Scottish Government, in consultation with NFUS and other stakeholders, has instead developed a new reporting system – ScotMoves - to be used for reporting within business moves of cattle as an optional alternative to reporting these moves through the British Cattle Movement Service’s Cattle Tracing System (CTS).  

The new system addresses some of the concerns relating to additional movements appearing on passports and ease of reporting but disappointingly there remain issues surrounding the timing of reporting and potential for cross compliance penalties.

The original time frame Scottish Government was going to permit for reporting moves was 36 hours and NFUS did succeed in getting this extended to 48 hours but we still believe this will cause problems for some, placing them at risk of cross compliance breaches if inspected.

We have written to the Cabinet Secretary Fergus Ewing twice in recent weeks asking for support in addressing cross compliance concerns and on the need for the reporting period to be extended from 48 hours to 72 hours.

The Cabinet Secretary has accepted that, in the first year of operation, the new system throws up the potential for accidental errors as farmers try to get to grips with the changes and has indicated that no penalties will be attached to initial breaches.

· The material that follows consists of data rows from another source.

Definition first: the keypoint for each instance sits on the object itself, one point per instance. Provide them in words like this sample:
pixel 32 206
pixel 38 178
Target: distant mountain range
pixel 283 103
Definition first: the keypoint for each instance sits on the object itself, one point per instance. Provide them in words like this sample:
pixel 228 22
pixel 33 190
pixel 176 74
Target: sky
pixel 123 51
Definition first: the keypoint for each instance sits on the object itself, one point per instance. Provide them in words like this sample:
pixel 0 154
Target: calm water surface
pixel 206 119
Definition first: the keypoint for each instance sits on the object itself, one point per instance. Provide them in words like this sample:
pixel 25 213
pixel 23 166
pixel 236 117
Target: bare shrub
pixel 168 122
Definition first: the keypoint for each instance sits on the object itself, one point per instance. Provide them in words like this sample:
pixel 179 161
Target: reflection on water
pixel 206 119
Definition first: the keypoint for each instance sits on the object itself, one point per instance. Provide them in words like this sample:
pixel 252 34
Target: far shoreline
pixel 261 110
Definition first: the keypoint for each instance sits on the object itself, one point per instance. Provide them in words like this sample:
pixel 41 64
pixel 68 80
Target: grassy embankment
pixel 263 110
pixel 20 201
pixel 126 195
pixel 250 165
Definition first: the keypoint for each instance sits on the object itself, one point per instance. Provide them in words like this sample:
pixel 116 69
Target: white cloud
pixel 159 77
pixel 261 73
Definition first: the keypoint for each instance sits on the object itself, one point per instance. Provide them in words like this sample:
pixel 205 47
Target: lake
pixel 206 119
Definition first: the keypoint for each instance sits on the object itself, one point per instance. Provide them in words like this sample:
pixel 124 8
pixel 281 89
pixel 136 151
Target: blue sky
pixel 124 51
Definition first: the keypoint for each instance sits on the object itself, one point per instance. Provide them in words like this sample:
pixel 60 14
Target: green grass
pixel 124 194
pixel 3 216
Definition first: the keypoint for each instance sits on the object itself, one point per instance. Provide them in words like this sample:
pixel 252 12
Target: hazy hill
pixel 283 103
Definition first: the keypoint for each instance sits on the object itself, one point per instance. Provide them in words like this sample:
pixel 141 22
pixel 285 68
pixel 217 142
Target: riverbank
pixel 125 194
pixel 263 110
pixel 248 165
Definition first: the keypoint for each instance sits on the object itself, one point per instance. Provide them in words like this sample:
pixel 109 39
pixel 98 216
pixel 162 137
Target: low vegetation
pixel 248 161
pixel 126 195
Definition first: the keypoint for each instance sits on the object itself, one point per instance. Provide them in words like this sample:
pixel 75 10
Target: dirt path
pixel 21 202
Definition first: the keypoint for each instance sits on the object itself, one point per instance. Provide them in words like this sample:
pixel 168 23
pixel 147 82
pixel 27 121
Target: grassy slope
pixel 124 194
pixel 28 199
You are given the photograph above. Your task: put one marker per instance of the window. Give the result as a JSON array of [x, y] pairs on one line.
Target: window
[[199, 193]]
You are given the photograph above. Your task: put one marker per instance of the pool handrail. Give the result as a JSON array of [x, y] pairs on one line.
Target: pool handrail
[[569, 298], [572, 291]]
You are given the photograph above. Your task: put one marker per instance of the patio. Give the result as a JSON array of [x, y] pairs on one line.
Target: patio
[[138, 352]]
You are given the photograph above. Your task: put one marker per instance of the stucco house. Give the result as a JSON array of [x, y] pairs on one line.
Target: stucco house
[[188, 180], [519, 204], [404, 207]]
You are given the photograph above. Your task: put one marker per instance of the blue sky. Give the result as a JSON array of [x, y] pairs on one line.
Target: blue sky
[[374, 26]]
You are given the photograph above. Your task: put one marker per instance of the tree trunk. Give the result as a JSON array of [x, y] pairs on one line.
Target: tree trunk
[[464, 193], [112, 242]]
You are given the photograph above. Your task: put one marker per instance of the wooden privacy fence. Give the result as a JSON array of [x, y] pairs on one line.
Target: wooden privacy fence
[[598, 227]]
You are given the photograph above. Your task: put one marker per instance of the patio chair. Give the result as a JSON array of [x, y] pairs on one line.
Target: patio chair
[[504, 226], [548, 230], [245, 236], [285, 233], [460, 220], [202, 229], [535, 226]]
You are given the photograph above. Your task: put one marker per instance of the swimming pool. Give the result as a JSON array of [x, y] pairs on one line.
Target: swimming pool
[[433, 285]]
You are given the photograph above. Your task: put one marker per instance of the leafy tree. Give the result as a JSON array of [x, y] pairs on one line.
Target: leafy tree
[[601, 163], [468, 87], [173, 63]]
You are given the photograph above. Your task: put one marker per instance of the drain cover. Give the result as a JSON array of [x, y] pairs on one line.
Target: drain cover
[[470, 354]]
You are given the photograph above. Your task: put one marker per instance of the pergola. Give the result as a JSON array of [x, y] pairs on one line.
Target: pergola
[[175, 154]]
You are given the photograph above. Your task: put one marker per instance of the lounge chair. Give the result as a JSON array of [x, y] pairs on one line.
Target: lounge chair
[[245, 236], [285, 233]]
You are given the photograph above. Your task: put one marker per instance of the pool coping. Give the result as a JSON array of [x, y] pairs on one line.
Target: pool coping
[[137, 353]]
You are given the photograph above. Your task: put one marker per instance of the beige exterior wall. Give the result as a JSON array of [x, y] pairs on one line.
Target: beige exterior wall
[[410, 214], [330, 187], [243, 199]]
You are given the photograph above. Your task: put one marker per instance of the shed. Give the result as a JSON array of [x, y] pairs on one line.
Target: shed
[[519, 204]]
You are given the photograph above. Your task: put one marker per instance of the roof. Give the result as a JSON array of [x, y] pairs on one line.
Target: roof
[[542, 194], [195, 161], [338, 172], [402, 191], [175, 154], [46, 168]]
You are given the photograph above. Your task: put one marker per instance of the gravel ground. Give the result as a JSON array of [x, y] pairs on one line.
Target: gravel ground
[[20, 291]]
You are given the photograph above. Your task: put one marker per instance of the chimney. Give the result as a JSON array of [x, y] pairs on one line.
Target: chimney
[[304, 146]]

Disappointingly, Scottish Government has not accepted our case to extend the reporting period to 72 hours and is sticking to a maximum of 48 hours.  That creates the potential for problems over weekends where keepers rely on office staff to report their movements and if the CTS system fails to update the ScotMoves records within the 48-hour timeframe.
 
There are different options available for how farmers will be able to report cattle moves to linked holdings using ScotMoves and we have got agreement that allows either the movement document or sales receipt to be used as the mechanism for reporting such movements.

When a farmer has bought cattle, they can simply scan either the sales receipt or the movement document and fax/email it to ScotMoves with the details of where the animals were moved to (if this is not the main holding).  Receipt of this information counts as notification of the move and so as long as they receive the information within 48 hours you are compliant.

Not ideal, but NFUS remains committed to finding workable solutions to a system that Scottish Government is determined to introduce.